With a stab of remorse, he remembered Father Paul’s warning: constant introspection was a selfish habit, a dangerous source of unhappiness. Even now, pretending to listen to his mother, he was indulging in it.
He picked up a steaming mug of coffee and guzzled it. The scorching pain in his mouth and throat shocked him back to reality, and he coughed.
“Are you okay?” his mother asked, interrupting herself.
“Fine,” he said, wiping his watering eyes. “Sorry.”
Suddenly a doctor’s name popped into his mind—he could envision her slanted signature on Inspector Banks’s form. What a chance Dopp had given him!
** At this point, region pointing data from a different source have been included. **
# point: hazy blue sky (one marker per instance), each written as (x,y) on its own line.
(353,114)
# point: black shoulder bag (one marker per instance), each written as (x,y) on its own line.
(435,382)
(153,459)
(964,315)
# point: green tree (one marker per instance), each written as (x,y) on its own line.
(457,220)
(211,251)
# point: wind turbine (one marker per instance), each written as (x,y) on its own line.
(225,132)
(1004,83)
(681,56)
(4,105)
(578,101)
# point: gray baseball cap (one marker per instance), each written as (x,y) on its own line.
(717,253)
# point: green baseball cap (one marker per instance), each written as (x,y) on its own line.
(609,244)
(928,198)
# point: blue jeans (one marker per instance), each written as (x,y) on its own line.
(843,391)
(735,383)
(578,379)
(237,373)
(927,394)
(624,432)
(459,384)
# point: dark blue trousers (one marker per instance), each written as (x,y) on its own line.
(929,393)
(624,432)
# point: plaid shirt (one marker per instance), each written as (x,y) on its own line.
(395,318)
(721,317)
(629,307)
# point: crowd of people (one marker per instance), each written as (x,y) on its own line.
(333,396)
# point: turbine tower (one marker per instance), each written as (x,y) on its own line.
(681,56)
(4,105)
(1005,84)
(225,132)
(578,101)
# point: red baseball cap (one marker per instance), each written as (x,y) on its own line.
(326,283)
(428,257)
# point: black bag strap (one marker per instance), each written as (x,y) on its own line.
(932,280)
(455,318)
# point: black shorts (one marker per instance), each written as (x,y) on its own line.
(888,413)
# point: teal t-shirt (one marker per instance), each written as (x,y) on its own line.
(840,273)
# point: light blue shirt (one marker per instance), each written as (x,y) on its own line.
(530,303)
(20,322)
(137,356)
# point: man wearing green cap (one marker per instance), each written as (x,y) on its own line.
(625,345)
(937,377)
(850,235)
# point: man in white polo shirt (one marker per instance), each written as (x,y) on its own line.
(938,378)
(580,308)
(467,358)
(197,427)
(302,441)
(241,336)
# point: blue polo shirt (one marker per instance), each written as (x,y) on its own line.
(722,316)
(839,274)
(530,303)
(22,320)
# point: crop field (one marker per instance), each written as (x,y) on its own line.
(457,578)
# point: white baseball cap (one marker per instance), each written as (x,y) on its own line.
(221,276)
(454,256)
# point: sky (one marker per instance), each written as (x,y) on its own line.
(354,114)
How could he have forgotten to mention it? “By the way,” he said with delight, “I can’t tell you much about this, but I got a huge assignment at work.…” He trailed off, reveling in the contagion of his own smile. “I wish I could tell you more, but it’s confidential.”
His parents looked at each other wide eyed; the need for secrecy implied his work was important and therefore impressive.
“Look at you,” his father said. “Before we know it, you’ll be all the way up the ranks to supervisor.”
Trent shrugged, as if that were his plan all along.